Si, like so many of her generation, lived through a lot. Not just the big moments like seeing her brothers go off to fight in World War 2, or moon landings and assassinations, but also profoundly heartbreaking personal moments. When she was eleven years old in June of 1943, her little brother went fishing with their grandfather. He fell into the Tennessee River and drowned. When I was younger, I remember her sister, my Aunt Sue, telling me that Si didn’t speak for nearly a year afterward.
She would outlive her father Clede who died in 1976 at the age of 77, her mother Era who died in 1878 at the age of 76, her brothers Harry Ditmer Hillian who died in 1996 at the age of 68, Soloman David Hillian who died in 1999 at the age of 77, James Cullen Hillian who died in 2000 at the age of 71, and her beloved sister Sue Ann Hillian, Aunt Sue, who died in 2008 at the age of 77. She outlived my grandfather, who was 66 when he died in 1992. And she sadly outlived her grandson, my cousin Lee Jackson Cooper III, who died in 2016 at the age of 32.
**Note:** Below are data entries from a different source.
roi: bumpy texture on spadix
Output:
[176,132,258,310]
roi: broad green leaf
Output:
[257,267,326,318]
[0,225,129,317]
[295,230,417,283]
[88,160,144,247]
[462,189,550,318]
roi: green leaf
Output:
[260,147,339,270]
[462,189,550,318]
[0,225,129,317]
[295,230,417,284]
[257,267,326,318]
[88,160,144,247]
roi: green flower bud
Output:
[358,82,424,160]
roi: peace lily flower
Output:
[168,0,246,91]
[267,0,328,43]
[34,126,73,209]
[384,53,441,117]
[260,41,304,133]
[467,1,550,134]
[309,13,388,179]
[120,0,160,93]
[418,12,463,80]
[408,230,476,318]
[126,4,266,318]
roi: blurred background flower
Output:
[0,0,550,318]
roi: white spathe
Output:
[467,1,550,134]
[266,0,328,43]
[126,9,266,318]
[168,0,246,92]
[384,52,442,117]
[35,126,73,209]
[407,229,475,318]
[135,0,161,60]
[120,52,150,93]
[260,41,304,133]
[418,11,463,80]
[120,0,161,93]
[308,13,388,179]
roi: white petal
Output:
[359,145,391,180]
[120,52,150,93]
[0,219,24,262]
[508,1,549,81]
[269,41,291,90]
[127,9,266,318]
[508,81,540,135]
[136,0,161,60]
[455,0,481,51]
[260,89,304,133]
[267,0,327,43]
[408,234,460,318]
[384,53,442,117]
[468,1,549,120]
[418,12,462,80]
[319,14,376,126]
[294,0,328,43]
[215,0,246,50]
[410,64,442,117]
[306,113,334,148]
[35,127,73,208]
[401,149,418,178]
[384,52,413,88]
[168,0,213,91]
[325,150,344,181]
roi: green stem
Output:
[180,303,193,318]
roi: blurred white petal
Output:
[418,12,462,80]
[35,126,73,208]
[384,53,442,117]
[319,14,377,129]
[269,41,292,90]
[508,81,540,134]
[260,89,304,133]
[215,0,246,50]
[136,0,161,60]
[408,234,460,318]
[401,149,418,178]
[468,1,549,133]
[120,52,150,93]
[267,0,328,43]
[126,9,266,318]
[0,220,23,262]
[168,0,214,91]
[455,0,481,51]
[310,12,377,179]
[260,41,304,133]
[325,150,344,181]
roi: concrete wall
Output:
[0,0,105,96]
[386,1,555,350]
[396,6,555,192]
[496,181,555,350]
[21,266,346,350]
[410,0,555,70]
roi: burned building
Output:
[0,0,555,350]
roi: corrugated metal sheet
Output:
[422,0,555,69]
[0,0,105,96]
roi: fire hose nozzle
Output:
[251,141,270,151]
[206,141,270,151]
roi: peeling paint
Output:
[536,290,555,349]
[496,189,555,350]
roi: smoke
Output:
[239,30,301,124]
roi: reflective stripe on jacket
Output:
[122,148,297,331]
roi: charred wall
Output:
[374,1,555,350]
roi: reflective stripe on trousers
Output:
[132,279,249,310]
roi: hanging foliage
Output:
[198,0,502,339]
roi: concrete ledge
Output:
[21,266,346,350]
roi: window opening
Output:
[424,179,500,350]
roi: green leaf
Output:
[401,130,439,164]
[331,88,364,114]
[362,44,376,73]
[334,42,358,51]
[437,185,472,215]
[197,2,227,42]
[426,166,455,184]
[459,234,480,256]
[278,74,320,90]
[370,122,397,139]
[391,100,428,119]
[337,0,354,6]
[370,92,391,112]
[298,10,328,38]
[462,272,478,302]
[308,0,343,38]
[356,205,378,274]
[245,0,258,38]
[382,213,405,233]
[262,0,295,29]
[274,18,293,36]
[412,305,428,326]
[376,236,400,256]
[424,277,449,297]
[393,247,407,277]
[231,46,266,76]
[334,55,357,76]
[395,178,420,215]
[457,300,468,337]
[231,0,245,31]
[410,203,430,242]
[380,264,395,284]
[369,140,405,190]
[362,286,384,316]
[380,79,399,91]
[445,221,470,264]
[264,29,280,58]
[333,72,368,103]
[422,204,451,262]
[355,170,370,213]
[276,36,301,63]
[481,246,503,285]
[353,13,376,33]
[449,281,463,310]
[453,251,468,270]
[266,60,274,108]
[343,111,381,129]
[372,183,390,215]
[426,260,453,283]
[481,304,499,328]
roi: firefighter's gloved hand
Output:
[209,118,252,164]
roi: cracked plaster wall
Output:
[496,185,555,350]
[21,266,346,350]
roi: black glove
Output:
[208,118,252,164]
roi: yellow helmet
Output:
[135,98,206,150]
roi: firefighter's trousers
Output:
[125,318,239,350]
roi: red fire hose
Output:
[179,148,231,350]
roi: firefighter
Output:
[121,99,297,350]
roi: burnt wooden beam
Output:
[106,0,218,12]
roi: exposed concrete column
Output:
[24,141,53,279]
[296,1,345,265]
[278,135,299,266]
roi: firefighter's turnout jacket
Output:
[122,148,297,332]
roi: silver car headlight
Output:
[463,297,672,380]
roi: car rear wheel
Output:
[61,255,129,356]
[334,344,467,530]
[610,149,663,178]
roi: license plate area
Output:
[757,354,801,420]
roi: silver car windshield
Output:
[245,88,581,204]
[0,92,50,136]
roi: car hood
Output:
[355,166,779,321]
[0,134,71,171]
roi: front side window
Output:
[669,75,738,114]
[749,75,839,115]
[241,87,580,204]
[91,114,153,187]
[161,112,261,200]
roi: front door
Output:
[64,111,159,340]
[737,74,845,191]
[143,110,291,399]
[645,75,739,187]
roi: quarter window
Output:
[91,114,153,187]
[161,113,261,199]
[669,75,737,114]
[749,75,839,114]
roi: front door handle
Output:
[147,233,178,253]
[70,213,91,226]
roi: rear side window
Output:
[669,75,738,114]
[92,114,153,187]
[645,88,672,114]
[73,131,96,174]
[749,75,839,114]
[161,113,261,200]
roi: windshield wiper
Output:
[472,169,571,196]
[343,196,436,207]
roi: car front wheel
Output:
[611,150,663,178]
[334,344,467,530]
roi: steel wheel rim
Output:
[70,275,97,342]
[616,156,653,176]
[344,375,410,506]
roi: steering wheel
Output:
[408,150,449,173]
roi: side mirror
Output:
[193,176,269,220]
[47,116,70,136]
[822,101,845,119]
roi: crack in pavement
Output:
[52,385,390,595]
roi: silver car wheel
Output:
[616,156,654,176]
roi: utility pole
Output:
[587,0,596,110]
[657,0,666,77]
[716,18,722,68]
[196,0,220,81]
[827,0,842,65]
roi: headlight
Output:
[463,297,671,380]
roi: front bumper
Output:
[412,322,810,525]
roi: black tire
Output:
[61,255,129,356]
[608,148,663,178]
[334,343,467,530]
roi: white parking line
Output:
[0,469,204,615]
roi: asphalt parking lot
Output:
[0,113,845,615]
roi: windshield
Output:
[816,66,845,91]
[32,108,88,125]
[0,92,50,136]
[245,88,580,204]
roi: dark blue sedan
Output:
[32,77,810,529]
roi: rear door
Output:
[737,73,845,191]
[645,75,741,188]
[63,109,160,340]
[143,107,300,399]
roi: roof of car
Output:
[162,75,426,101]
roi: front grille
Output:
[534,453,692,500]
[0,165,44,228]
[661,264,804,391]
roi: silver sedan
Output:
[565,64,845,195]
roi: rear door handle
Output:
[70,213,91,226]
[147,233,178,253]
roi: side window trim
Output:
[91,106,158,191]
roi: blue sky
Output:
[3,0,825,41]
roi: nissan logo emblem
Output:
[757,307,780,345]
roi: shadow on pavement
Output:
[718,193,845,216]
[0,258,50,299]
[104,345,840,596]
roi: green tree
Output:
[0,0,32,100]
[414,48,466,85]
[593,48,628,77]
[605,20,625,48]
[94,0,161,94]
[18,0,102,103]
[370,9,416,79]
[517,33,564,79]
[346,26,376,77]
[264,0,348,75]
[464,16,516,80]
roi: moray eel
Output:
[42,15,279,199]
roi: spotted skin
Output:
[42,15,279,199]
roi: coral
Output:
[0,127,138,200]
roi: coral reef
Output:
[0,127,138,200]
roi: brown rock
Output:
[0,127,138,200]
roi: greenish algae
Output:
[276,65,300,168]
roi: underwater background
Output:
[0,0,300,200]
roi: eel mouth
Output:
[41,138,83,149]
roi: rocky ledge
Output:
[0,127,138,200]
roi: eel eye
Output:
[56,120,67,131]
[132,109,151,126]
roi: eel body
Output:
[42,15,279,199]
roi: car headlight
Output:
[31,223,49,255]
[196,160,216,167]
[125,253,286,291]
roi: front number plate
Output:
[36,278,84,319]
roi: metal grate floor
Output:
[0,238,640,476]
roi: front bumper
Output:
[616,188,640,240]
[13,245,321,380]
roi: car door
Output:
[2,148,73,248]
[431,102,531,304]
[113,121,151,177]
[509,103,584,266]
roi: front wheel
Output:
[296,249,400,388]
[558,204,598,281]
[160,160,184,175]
But she also welcomed, loved, and cherished the joy of life. She loved, and loved tormenting, her three children, my mother Leesa, my aunt Pat, and my Uncle Jack. She loved the nieces and nephews and cousins that made up the wide-spreading branches of her family tree. She cooked country breakfasts after rambunctious sleepovers for her five grandchildren and packed us all up to take us to the 99-cent movie at FourSquare or the Soddy Daisy Flea Market. She was there for our weddings and to love on her great-grandchildren. And they loved her.
I was the oldest grandchild in the family, which in many ways meant I was the luckiest because I got to spend the most time with my grandparents. When I was a little kid, Si would always give me money for my birthday. When I was 5, I got a $5 bill. When I was 6, I got $6, etc. This continued until my twelfth birthday when she gave me a check for $12. The next year, when I turned 13, I opened the card, read the message, and got a check for $12. Every year after, up through my thirties, I got a nice card with a Happy Birthday message and a check for $12.
It became a kind of family inside joke. I was never sure if she was doing this with all the grandkids, or if it was just something that she decided to continue with me—a little game between the two of us. So, for her 80th birthday, the whole family got together, and each of us gave her a birthday card with a check for $12. The smile on her face said it all. Everybody laughed, but no one laughed harder than Si. Like my dad said, "Everybody loved her, and she loved everybody." I've seldom felt more loved than when I received that $12 worth of love from my grandmother every year.
In closing, I want to leave you with another Si tradition. Si had a special hug. She taught it to me when I was little, and she taught it to my brothers, my cousins, and her grandchildren. She might have taught it to some of you. I’ll need a volunteer from the audience to help me demonstrate.
That’s the basics. It’s a hug, plus a sound, plus a side-to-side motion. So I want all of you to stand up, turn to the person next to you, and give them a Si hug.
About a year ago, I visited Si to wish her a happy 92nd birthday. When the visit was done, we did our Si hug and I told her that I loved her. She looked up at me with that twinkle that was always in her eye, and she said, “I love you too, honey. I just never got over it.”
So, as you leave here today, remember Si’s life was a beautiful, long, and winding journey filled with love, humor, tragedy, joy, passion, argument, and so much beauty. She will be remembered fondly and missed dearly, and her legacy will live on in all of us who knew her and loved her and were loved by her. Rest in peace, Si. We all love you. And we’ll never get over it.